Like every day lately, I wake up and check the results of the MLB postseason games I'm not allowed to watch.
I was delighted the Blue Jays eliminated the Yankees of course, and delighted at Vladdy Jr.'s expressions of his own delight.
I was really sad for the Phillies even before I learned about the Kerkering error that ended the season for them if not this peak of the competitive cycle for them -- they're gonna be a pretty different looking team next year.

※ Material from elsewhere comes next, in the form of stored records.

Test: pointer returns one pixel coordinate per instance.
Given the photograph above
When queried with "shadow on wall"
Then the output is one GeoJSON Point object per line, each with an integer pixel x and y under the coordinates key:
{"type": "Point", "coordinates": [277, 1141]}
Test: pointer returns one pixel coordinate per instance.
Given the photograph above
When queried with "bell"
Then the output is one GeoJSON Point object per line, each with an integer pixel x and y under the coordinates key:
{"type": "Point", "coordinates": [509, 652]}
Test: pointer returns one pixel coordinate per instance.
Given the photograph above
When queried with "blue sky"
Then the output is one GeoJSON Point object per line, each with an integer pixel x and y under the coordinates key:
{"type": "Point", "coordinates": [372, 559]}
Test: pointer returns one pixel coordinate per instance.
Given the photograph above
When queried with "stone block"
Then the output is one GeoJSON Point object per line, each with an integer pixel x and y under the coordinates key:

But today I saw that the Tigers-Mariners game had gone to fifteen innings. And I saw the name Jorge Polanco, an old favorite of mine who spent most of his career as a Twin (and only had to leave because it would save a very small amount of money when the team's owners decided the way to follow up on the best season the Twins had had in 20+ years was to ensure that this kind of success would never be possible again). And then I saw "walk-off" next to his name which meant the Mariners won, which I was so excited about I nearly burst for the lack of someone to tell about it right that minute.
I know a weird number of Tigers fans, at least one of which will read this, and my heart truly goes out to them for the wild end to a wild season for them. But I am so goddam joyful over this news, and it isn't even my team, I'm feeling downright exuberant so I can't imagine how its actual fandom is coping. (I'm looking forward to hearing how Meg is doing on the next episode of Effectively Wild!)
Except I've heard a little bit about it, through one of my favorite mediums which is star players on teams that might go from one generation to the next without being in the playoffs respond in an emotionally savvy way to the intensity of their fandom's mood and mental state when they do achieve the kind of thing that New York or L.A. get to take for granted but most or the rest of us don't.
In the game recap I read, there was a great quote from Julio Rodriguez:
It’s been unbelievable, honestly. Just kind of hearing about it, friends that I got here in Seattle, how they talk about it, how I see the city’s moving. Even like when I was walking off the field, this girl that works over here, she was crying. I just know there is a lot of passion that they have for this team, and I’m just happy that we were able to play a good ballgame for them that they can enjoy...
(Meg talked too on the podcast the other day the other day about Mariners fans crying and all the folks that just aren't here now who were the last time this happened in 2001 or something, and it was really moving and lovely, she's so smart and so good at getting her points across, I want to transcribe it but that won't happen tonight.)